Now walking is not just something to do in the name of trying to be healthy. My body has become like a dog who demands to be taken out. Ironically, even though I am still in chemotherapy treatments, in some ways I feel better than I did ten years ago.
I take multi-vitamins more regularly, and digestion permitting, I eat more fresh fruits and veggies.
Ah, if I knew that, I would be a world famous psychic. On the other hand, my mortality is more real to me and I feel an extra zest and appreciation for each day.
I'm happy to report that I am optimistic in making Leuk a memory, but since May of last year I have seen plenty of evidence to indicate that leukemia is not the only way available to die.
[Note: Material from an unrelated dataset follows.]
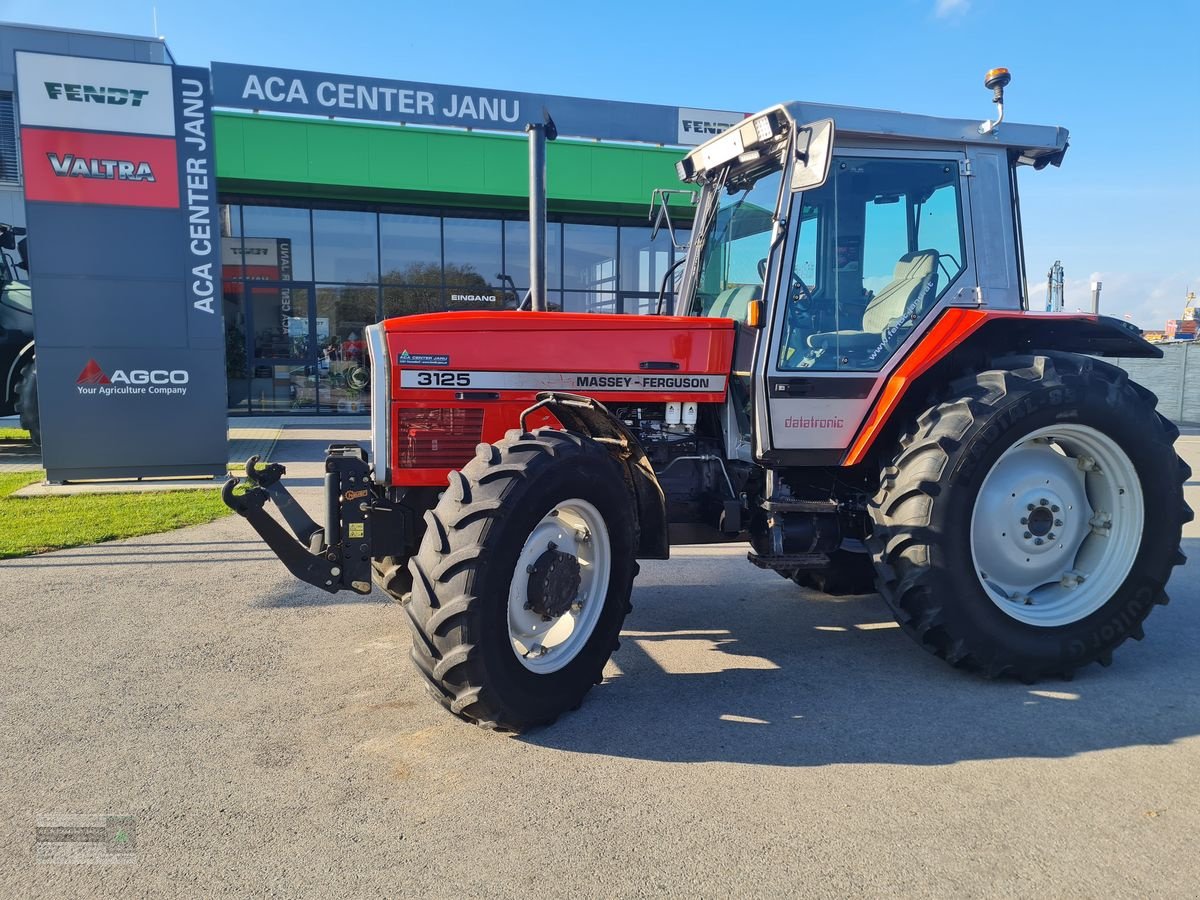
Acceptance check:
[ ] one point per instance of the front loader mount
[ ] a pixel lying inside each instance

September 11th was an extreme case in point I was driving from Boulder to Denver for a radiation therapy appointment. Soon after I turned on the news on National Public Radio the announcer said that an airplane had crashed into the World Trade Center. At first it struck me as if I were hearing a new variation on the War of the Worlds radio program that made such an impact long decades ago. It took time before I could believe it was really happening.
Mortality and World Peace
As we are all terminal in any case, I think it is appropriate to suggest that the main lesson is compassion. Other survivors I have talked to have said the same thing.
It is easy to get caught up in our own personal concerns as if we are stuck with them forever. However, awareness of the inevitability of our own death as well as the death of everyone around us, can free us not have to practice skullduggery in a desperate pursuit of every temporary advantage.
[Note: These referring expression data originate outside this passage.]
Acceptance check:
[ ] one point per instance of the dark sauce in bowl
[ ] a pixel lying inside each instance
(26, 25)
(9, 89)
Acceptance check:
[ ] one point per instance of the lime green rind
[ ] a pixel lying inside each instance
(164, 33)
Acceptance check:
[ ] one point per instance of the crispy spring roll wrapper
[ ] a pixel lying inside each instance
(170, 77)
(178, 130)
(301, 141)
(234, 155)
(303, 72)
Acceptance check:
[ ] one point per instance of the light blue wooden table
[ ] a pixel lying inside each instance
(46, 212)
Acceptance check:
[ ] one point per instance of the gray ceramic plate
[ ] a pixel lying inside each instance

He who dies with the most toys -- still dies.
Medical science has done an admirable job patching up our badly abused organs so we might live another day. Maybe the next step is to design a new organ we would be born with that would force to stay aware of the temporary nature of our existence so we don't cause so much mayhem when we are feeling well?
1. Dr. Irving Oyle, The New American Medicine Show (Santa
Cruz, CA: Unity Press, 1979). p. 151.
2. Sufi Order, The Complete Sayings of Hazrat Inayat Khan (New Lebanon: Sufi Order Publications, 1978), p. 196.
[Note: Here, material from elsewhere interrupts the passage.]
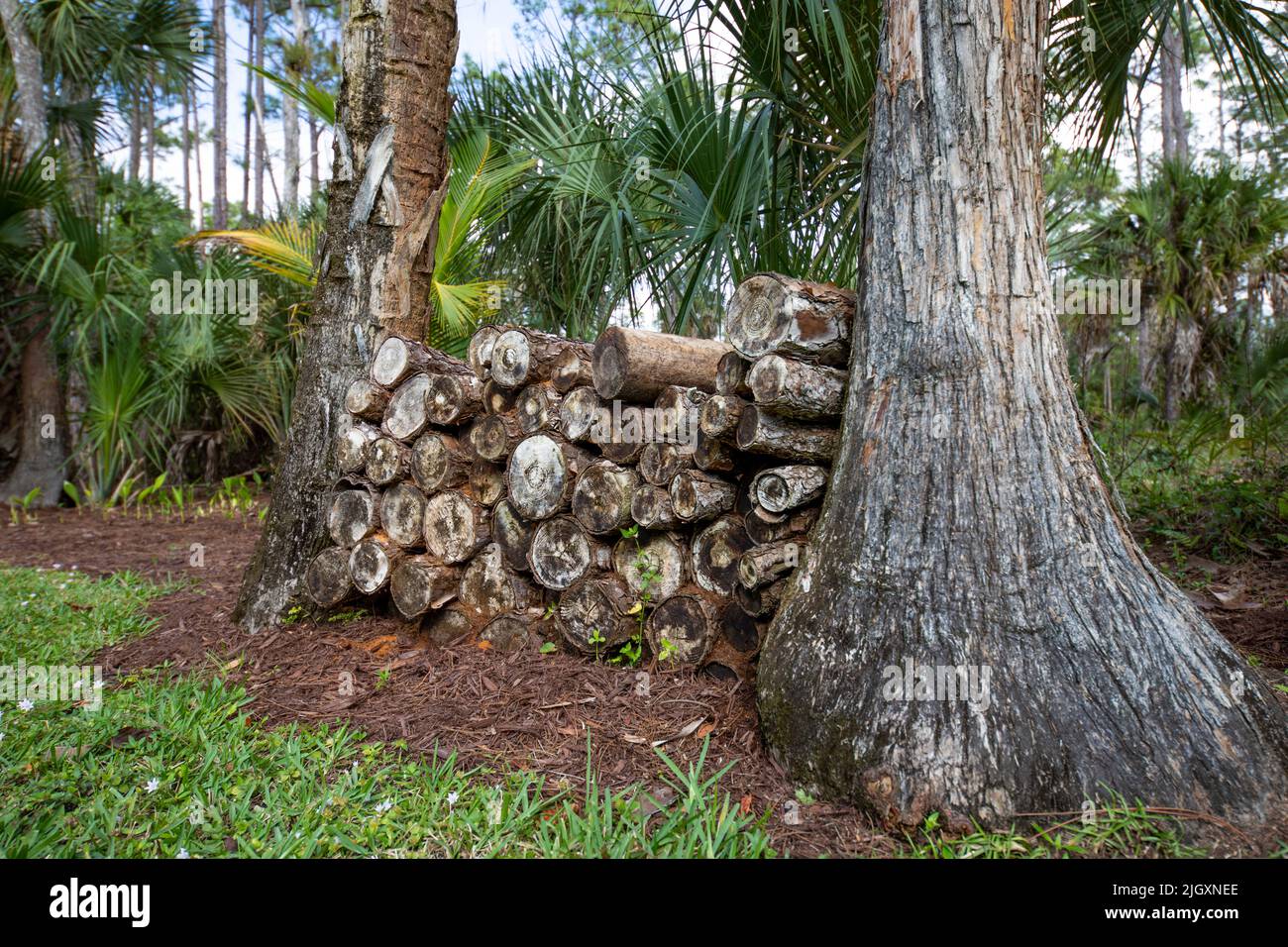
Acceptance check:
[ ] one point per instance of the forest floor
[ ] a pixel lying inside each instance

3. Dr. Wayne W. Dyer, Your Erroneous Zones (New York: Avon Books, 1976), p. 17.
4. Jonathan Swift quoted in: Wayne Dyer, Pulling Your Own Strings (New York : T.Y. Crowell Co., 1978.), p. 58.
5. Sufi Order, The Complete Sayings of Hazrat Inayat Khan (New Lebanon, NY: Sufi Order Publications, 1978), p. 17.
6. Dr. Cheryl Townsley, N.D., Discovering Wholeness (Littleton, CO: LFH Publishing, 2000), p. 120.
7. Stephen M. Koral, "Holistic Dentistry," Chapter 18 in Mary Anne Bright, RN, CS, EdD, Holistic Health and Healing (Philadelphia, PA: F.A. Davis Company, 2002), p. 251.
8. Epictetus, Translated by Thomas W. Higgonson, The Encridion (Indianapolis, IN: The Bobbs-Merrill Company, Inc., 1955), p. 19.